If the universe is really infinite that means the atoms that make up my body, my friends, my Guys, my home, my planet and my solar system are organized in a way that, given enough infinity, will repeat itself somewhere. In an infinite universe the events that created Earth, its oceans and the cycle of life that eventually led to my existence will inevitably happen elsewhere as well.
Sure, the odds of me ever happening were one in a googillion to begin with, but that’s the great thing about infinity: You never run out of the stuff. Somewhere, an uncountable number of light-years away from this Earth, floats another Earth just like this one, with another me, just like me.
So if a Guy sits down next to me in a whirlpool it is perfectly okay to feel him up to see if he’d be interested in having sex with me. In an infinite universe, it is a mathematical certainty that out there, somewhere and sometime, atoms will organize themselves in such a way that different yet totally identical versions of me and this Guy will meet up in a whirlpool under exactly the same circumstances. If I get rejected, I can always take solace in the fact my distant counterpart might have more luck.
In an infinite universe there is no such thing as true consequence. Everything has already happened and everything will happen again. That’s just how infinity works.
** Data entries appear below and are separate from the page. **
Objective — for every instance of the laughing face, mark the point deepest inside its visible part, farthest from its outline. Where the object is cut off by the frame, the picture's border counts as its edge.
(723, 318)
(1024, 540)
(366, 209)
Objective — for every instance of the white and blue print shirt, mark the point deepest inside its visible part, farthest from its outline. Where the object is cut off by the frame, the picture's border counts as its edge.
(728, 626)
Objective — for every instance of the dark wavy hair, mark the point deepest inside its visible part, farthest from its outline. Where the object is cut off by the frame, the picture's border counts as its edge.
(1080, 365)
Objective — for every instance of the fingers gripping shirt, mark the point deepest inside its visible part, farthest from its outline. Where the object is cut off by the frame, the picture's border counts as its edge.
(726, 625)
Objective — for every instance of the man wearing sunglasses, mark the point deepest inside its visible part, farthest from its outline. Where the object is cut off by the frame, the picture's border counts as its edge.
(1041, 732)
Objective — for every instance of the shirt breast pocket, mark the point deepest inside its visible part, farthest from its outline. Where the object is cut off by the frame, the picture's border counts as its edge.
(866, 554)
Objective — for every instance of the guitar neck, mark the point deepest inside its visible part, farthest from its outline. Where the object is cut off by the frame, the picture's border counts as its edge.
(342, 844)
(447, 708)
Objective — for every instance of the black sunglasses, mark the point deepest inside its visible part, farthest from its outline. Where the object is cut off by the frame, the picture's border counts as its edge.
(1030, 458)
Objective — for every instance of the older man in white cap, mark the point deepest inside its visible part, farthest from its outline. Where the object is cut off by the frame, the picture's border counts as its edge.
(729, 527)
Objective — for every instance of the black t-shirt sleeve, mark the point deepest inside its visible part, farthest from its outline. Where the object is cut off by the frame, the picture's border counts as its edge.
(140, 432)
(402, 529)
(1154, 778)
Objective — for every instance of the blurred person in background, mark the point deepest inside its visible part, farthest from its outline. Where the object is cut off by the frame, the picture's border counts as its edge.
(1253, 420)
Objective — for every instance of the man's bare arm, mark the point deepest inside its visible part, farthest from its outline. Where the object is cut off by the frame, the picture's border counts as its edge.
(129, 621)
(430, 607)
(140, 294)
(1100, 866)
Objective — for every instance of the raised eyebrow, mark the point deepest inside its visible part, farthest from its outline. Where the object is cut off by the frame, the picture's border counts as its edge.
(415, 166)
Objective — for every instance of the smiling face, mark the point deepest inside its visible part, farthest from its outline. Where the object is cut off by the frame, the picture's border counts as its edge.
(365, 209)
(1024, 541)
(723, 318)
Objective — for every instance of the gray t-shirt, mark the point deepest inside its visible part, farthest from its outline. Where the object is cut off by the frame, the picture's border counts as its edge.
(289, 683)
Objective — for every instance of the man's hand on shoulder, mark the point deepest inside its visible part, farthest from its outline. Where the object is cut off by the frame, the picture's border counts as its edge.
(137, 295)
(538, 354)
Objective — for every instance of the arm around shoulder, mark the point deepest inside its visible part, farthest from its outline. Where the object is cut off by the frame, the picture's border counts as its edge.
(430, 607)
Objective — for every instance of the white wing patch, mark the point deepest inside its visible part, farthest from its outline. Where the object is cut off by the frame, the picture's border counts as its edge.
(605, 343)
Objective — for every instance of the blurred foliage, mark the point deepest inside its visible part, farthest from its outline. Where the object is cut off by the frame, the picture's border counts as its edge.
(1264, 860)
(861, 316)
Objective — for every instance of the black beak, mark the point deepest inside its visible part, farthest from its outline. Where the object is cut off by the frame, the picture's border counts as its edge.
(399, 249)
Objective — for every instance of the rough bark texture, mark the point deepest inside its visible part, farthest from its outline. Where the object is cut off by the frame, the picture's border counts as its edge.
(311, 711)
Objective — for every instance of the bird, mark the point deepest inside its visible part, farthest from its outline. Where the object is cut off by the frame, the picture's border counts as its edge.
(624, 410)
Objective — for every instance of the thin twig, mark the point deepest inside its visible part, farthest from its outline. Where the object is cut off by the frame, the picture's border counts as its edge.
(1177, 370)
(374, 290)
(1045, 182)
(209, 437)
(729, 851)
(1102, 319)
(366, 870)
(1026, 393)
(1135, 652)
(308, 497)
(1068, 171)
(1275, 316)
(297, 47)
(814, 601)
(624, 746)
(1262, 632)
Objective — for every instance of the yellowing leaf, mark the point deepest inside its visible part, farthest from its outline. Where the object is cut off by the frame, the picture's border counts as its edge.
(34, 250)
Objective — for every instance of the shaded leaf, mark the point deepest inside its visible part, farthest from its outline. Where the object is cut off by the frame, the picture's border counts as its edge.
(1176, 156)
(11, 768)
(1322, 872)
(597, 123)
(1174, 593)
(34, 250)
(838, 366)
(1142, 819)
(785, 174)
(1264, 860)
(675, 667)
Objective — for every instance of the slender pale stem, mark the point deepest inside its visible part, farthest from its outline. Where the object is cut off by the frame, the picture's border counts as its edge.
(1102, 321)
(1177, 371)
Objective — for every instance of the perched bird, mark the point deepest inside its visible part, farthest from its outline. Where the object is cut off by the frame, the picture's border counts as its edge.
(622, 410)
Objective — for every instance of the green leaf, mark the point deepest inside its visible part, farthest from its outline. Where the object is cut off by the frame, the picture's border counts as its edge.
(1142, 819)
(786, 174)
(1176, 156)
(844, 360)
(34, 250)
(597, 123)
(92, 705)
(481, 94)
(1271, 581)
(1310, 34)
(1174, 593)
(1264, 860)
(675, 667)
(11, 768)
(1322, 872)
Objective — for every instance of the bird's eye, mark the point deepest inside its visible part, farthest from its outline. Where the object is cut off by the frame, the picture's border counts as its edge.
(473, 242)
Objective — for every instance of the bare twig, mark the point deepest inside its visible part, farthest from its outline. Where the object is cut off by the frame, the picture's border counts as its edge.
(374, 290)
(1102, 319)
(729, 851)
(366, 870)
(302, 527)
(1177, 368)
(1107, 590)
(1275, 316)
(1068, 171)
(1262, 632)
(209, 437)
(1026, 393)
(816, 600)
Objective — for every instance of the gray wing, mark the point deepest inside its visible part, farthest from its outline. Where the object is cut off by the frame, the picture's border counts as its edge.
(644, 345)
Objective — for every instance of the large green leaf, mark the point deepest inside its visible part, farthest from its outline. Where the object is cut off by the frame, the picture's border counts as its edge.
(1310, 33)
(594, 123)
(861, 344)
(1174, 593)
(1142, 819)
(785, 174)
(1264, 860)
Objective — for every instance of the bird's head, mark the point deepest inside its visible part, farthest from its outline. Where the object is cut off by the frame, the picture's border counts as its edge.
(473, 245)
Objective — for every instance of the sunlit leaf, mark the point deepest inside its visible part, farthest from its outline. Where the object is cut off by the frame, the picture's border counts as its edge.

It’s thought trains such as these that wash away my sense of insecurity as if it’s tooth decay in a Colgate commercial. When your mind is pondering the wonders of infinity and the possible reality of there being an endless number of me’s in galaxies far, far away, groping a Guy in a whirlpool becomes such a mundane undertaking you can’t be bothered to doubt yourself doing it. You just do it.
I had no way of knowing what Guy #165 was thinking of when I started touching him, but I intuitively felt he shared my sense of wonder. The mere scope of the universe contrasting with the banality of two Homo sapiens going to third base in a whirlpool offers a person such clarity I wonder why people don’t call it Clarity instead of XTC.
Perhaps I should have mentioned I was on XTC the night I felt up Guy #165. As was he. As were all the people surrounding us. The odds of Guy #165 and me thinking the same thing were, again, one in a googillion, but emotionally we were on one and the same page and easily able to carry our make-out session on the wave of empathy that is XTC.
When you’re on XTC, you just ‘get’ people. You see their strengths, their weaknesses and most of all their humanity. Add some nakedness, some poppers and a space filled with a few hundred other naked Guys and before you know it you find yourself at the bar grabbing condoms from a bowl, enjoying the fact you live in a country where gays can celebrate their sexuality loud enough for the universe to hear it.
Guy #165 and I would celebrate our little cosmic connection in a lounge area occupied by a few dozen couples doing the very same thing. I thoroughly enjoyed his company and the sex with him was everything I had come for that night: Closeness without having to get close.
When I took a closer look at Guy #165 I felt sorry for him not being entirely attractive, even though his imperfections could have been the very thing I would have liked about him had I been sober.
I actually ran into Guy #165 about half a year later when I was in fact sober. We both ignored each other and I imagine he was as fine with pretending to be strangers as I was. I did take one more look at him and figured that, if the universe truly is infinite, an infinite number of me’s must be out there, wondering what the hell we were thinking the moment we groped up Guy #165.